The introduction of a “modest” carbon tax in South Africa would have relatively low adjustment costs while raising revenue that could be deployed to cut other growth- and job-inhibiting taxes, or to make growth-enhancing infrastructure investments, two senior World Bank advisers argued on Tuesday.
However, lead climate change economist Michael Toman and senior adviser on poverty reduction Milan Brahmbhatt also stressed that carbon dioxide reductions could only be achieved at efficient levels in the context of an international agreement. “It’s a global public good, so it doesn’t make sense for any individual country to go it on its own – it has to be everyone together,” Brahmbhatt said.
Speaking at the release of the development finance institution’s second ‘South Africa Economic Update’, which included a focus on green growth, Toman argued that the main motivation for adopting a carbon tax ahead of any possible global deal would be the “co-benefits that could be achieved from such a tax”.
Having announced emission reduction targets in its recently released climate change policy, a domestic carbon tax could be “a very efficient and cost-effective way of moving ahead on that”.
Under South Africa’s ‘peak, plateau, decline’ trajectory, South Africa was committing to reducing its emission by 34% against a business-as-usual trajectory by 2020 and by 42% by 2025. But, the reductions were also premised on South Africa obtaining international financial assistance through the Green Climate Fund, the capitalisation of which would be debated at the United Nations Framework Convention on Climate Change seventeenth Conference of the Parties, or COP 17.
The fund was meant to channel up to $100-billion a year by 2020 to help developing countries limit greenhouse-gas emissions and cope with the effects of climate change. Failure to capitalise the fund as initially agreed would slow the ability of countries such as South Africa to deploy green technologies and invest in adaptation programmes.

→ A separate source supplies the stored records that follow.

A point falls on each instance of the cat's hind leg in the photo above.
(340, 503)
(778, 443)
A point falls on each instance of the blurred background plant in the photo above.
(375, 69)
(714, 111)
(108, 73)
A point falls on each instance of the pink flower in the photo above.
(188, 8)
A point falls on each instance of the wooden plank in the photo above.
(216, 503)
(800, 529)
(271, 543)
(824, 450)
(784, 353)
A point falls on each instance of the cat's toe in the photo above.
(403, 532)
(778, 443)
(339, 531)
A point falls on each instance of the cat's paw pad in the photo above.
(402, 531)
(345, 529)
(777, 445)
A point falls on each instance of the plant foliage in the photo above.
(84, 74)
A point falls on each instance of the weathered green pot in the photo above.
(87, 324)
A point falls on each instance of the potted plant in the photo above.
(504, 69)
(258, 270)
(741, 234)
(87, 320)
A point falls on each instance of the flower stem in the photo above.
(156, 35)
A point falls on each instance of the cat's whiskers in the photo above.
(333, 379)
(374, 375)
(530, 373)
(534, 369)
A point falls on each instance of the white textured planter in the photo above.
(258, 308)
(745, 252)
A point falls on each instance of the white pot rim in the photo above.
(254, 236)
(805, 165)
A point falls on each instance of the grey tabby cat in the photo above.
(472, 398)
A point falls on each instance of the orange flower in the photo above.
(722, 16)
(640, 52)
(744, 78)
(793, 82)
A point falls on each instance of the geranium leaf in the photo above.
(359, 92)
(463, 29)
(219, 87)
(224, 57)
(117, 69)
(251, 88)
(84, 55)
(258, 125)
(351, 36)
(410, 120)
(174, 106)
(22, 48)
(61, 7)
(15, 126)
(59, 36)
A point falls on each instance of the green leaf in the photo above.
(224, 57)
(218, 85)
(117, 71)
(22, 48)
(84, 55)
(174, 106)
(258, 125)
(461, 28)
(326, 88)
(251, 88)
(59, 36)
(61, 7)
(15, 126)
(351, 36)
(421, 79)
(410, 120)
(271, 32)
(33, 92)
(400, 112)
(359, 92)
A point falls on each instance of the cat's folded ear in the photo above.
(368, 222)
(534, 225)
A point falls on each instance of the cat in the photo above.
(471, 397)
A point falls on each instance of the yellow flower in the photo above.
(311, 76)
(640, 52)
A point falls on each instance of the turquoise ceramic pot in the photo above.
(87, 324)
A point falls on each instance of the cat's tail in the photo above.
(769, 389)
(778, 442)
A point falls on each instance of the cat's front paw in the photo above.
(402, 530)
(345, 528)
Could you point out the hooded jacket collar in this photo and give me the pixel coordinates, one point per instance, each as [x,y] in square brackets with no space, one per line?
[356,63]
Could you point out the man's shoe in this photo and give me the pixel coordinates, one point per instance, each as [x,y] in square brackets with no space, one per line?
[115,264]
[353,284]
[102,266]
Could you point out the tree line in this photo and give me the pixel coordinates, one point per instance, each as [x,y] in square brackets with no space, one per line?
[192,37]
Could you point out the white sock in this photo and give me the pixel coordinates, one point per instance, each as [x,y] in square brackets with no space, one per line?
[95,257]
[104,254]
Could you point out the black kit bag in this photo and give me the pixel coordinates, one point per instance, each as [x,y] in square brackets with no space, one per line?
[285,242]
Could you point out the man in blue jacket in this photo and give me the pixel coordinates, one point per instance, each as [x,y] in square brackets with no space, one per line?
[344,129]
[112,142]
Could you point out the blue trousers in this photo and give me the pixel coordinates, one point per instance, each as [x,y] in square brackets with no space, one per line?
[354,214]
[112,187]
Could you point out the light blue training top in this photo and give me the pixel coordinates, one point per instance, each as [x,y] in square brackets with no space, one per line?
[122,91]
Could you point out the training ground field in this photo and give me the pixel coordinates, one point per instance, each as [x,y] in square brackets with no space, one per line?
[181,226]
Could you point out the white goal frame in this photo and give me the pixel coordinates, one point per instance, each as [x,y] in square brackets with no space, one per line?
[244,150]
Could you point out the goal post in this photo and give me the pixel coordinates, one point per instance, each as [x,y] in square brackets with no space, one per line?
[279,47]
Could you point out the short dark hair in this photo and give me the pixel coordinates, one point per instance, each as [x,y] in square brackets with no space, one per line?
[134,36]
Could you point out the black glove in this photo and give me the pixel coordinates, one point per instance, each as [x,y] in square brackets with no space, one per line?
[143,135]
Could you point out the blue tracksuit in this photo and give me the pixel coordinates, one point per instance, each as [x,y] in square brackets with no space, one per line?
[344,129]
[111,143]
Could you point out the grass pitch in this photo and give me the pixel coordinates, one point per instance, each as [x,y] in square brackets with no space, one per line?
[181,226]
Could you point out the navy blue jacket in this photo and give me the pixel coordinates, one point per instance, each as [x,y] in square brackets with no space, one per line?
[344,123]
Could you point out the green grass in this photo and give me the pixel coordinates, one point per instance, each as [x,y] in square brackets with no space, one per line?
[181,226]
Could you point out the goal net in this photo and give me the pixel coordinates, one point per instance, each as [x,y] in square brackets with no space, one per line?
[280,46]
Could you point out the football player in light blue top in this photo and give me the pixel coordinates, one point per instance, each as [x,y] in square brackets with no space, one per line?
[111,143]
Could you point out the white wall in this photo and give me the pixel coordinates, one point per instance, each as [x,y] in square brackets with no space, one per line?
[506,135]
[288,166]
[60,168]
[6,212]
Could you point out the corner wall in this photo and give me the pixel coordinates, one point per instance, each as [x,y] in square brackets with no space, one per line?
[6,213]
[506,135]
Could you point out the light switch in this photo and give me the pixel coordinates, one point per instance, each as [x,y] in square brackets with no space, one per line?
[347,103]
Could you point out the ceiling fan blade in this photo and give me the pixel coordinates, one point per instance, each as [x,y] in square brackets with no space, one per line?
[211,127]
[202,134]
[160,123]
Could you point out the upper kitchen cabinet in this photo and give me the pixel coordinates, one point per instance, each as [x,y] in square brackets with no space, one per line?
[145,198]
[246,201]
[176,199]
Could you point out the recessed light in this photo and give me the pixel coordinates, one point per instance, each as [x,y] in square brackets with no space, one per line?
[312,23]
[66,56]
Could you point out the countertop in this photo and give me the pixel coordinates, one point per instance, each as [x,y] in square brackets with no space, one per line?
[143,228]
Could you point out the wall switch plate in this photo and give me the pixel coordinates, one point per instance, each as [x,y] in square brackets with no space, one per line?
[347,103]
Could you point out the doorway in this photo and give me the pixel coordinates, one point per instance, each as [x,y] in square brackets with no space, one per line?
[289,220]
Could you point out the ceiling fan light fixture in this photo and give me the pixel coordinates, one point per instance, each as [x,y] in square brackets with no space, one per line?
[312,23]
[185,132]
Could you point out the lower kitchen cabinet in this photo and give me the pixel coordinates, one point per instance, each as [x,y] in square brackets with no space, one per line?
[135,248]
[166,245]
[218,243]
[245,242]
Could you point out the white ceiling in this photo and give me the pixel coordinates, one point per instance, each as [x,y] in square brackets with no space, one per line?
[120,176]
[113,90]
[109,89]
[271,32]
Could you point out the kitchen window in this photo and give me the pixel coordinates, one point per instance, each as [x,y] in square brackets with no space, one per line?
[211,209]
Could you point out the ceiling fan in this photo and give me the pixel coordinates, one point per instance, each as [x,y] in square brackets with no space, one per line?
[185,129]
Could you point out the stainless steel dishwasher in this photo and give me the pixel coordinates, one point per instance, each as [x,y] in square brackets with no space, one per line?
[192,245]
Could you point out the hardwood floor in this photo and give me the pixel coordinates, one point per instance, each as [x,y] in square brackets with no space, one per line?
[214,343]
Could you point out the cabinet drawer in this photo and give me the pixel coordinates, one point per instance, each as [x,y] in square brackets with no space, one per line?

However, Toman said South Africa’s serious examination of a carbon tax was “commendable”, particularly given that the step was “unique” among emerging-market economies.
Such a tax, he argued, could also add further impetus (over-and-above the current electricity tariff hikes) to the country’s energy-efficiency programmes, which had the potential to create a relatively high number of jobs when compared with the construction of conventional or unconventional power generation capacity. “But [a tax] would also provide support for the diversification of the energy supply base . . . and support for renewables would provide further support for the hoped-for gains in employment and growth,” he added.
A large carbon tax, however, would contribute very little to the global aspiration to lower greenhouse-gas emissions – despite being the world’s eleventh largest emitter, South Africa accounted for only about 1% of total global emissions. Therefore, a high carbon tax would expose the economy “to a lot of downside risk”.
“As I understand the discussions, though, there is no intention at all of doing that. In fact, all the documents we have looked at are at pains to say that South Africa has to be part of the global solution, but also has to grow its economy.”
The National Treasury indicated recently that it would release a revised carbon tax discussion paper in December, having taken account of the 80 public comments received in response to the first discussion paper, which was released in December 2010.
The new paper was likely to show a greater sensitivity to the need to sustain South Africa’s economic competitiveness and would explore the extent to which it could be “revenue neutral”.
Toman and Brahmbhatt argued the green growth would eventually have to be premised on a situation whereby economic decision makers made their choices in ways that fully reflected the social costs and benefits of using scare natural capital.
In practice, that would require the institution of policies that corrected for overuse by pricing that natural capital through such instruments as environmental and carbon taxes.
But the bank also cautioned that extracting significant growth and employment benefits from the so-called green economy would also not be an automatic process and would have to be supported by multiple policies to stimulate growth and protect the environment.
“There is generally no single ‘silver bullet’ that will by itself deliver both growth and environmental protection,” Brahmbhatt stressed, adding that it generally made sense to use multiple policy instruments to pursue multiple policy objectives.